Untuk kendaraan roda dua dan roda empat, pengalihan arus dimulai sejak titik penyekatan pertama. Pengguna jalan yang berasal dari arah timur dan menuju barat diwajibkan menghindari Jalan Gatot Subroto secara langsung. Kendaraan akan diarahkan untuk melalui Jalan Gus Dur, kemudian berbelok menuju Jalan Gatot Subroto, sebelum akhirnya kembali masuk ke jalur arteri nasional melalui Jalan PB Sudirman. Dari sana, kendaraan akan diarahkan lebih lanjut ke arah barat melalui rute Denanyar, Tunggorono, hingga akhirnya mencapai Perak.

Sementara itu, penyekatan kedua di simpang empat Pos Kota, yang juga dikenal sebagai simpang empat Jalan KH Wahid Hasyim, memiliki fokus khusus. Titik ini dikhususkan untuk kendaraan roda enam atau lebih, atau yang biasa disebut kendaraan besar. Kendaraan-kendaraan ini akan diarahkan untuk belok kiri dan memasuki jalan provinsi. Selanjutnya, di simpang tiga Diwek, kendaraan akan diarahkan belok kanan menuju Jatipelem, kemudian belok kiri, dan diharapkan akan keluar di area Sembung. Jalur ini dirancang untuk mengalihkan beban lalu lintas kendaraan berat menjauhi area perbaikan.

Penyekatan ketiga di simpang empat rel kereta api Pandanwangi berfungsi sebagai garda terakhir dalam upaya pengalihan arus.
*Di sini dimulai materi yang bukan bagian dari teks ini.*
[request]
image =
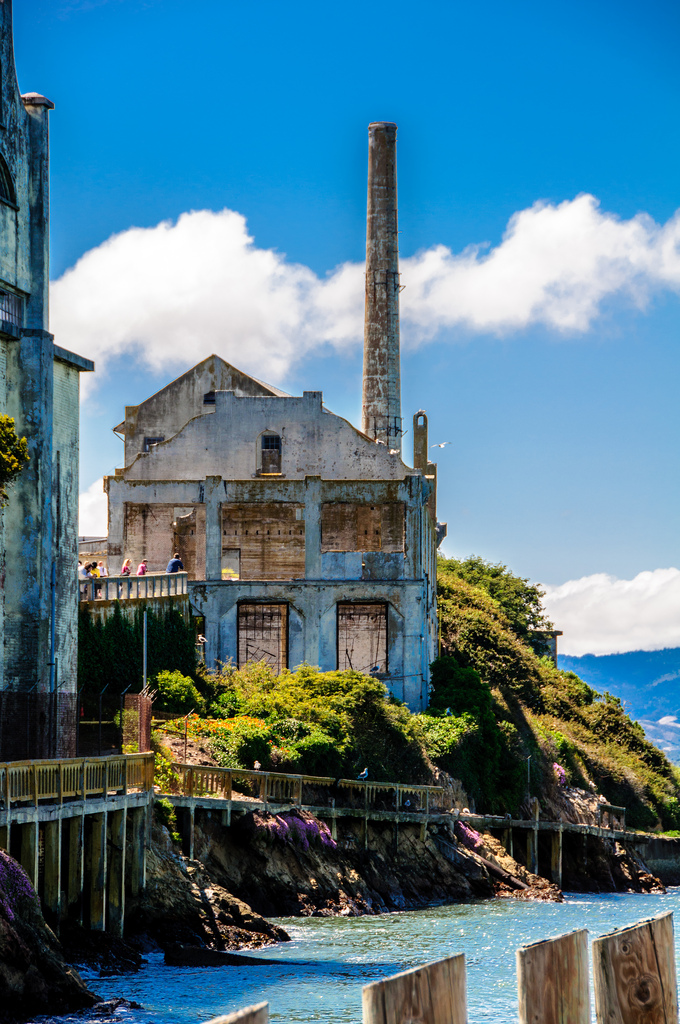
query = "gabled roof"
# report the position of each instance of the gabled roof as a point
(274, 392)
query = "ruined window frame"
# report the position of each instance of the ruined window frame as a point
(282, 663)
(366, 604)
(270, 450)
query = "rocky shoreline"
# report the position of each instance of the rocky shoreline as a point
(204, 911)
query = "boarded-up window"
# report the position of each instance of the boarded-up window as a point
(363, 527)
(363, 637)
(263, 635)
(269, 538)
(270, 452)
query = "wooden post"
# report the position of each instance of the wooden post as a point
(552, 980)
(76, 868)
(251, 1015)
(634, 974)
(138, 857)
(52, 871)
(96, 870)
(430, 994)
(556, 858)
(116, 873)
(29, 853)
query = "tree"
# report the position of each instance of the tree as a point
(519, 599)
(13, 456)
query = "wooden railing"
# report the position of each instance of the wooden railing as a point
(275, 787)
(126, 588)
(74, 778)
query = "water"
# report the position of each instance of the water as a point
(322, 971)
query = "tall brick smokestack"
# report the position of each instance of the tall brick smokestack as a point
(381, 409)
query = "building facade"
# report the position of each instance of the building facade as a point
(39, 387)
(305, 539)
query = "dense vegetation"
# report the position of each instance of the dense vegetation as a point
(495, 702)
(539, 711)
(110, 653)
(13, 456)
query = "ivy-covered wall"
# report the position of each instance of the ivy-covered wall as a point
(110, 651)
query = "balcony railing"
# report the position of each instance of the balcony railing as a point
(128, 588)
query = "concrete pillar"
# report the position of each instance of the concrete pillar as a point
(52, 876)
(214, 496)
(76, 868)
(95, 864)
(29, 855)
(556, 858)
(137, 850)
(116, 872)
(381, 400)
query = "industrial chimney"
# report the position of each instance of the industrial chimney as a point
(381, 408)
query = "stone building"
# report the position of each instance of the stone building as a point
(39, 387)
(305, 539)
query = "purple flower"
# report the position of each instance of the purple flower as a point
(15, 888)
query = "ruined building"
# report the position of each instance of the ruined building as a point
(39, 387)
(305, 539)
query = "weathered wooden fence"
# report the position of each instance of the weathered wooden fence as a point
(633, 975)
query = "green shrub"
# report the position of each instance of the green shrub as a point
(175, 692)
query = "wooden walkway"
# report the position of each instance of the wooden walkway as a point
(230, 791)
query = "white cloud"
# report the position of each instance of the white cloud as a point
(92, 511)
(600, 614)
(173, 293)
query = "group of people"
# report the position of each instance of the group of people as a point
(91, 570)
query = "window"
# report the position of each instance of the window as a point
(270, 454)
(11, 308)
(6, 184)
(151, 441)
(363, 638)
(263, 635)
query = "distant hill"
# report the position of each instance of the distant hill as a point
(647, 682)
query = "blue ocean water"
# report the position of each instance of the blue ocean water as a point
(320, 974)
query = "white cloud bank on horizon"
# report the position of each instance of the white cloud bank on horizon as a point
(172, 294)
(92, 511)
(601, 614)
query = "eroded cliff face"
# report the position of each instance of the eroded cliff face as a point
(34, 976)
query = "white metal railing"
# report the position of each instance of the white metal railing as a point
(127, 588)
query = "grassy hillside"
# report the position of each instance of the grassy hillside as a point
(495, 702)
(540, 711)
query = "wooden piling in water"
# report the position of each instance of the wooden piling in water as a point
(430, 994)
(251, 1015)
(634, 974)
(552, 980)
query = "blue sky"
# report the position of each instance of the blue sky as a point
(563, 455)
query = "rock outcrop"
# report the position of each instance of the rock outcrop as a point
(34, 976)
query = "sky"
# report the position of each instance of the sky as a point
(208, 188)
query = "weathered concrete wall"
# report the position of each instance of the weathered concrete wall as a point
(313, 442)
(65, 516)
(166, 412)
(101, 610)
(39, 524)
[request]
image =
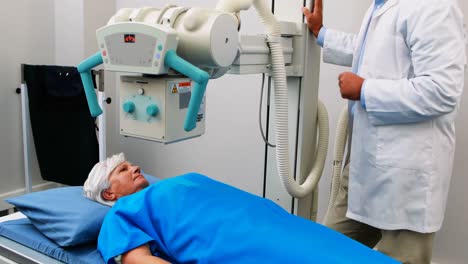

Kendaraan yang mungkin berhasil melewati dua titik penyekatan sebelumnya akan diarahkan ke kiri atau ke kanan, tergantung pada kondisi lalu lintas dan arah tujuan, guna memastikan mereka tidak mendekati area Jembatan Jabon yang sedang dalam perbaikan.

Pengalihan arus ini diharapkan dapat membantu mengurangi kepadatan lalu lintas di sekitar lokasi penutupan dan memastikan kelancaran transportasi selama periode perbaikan Jembatan Jabon. Pengguna jalan dihimbau untuk tetap mematuhi rambu-rambu lalu lintas dan arahan petugas di lapangan demi kenyamanan dan keselamatan bersama.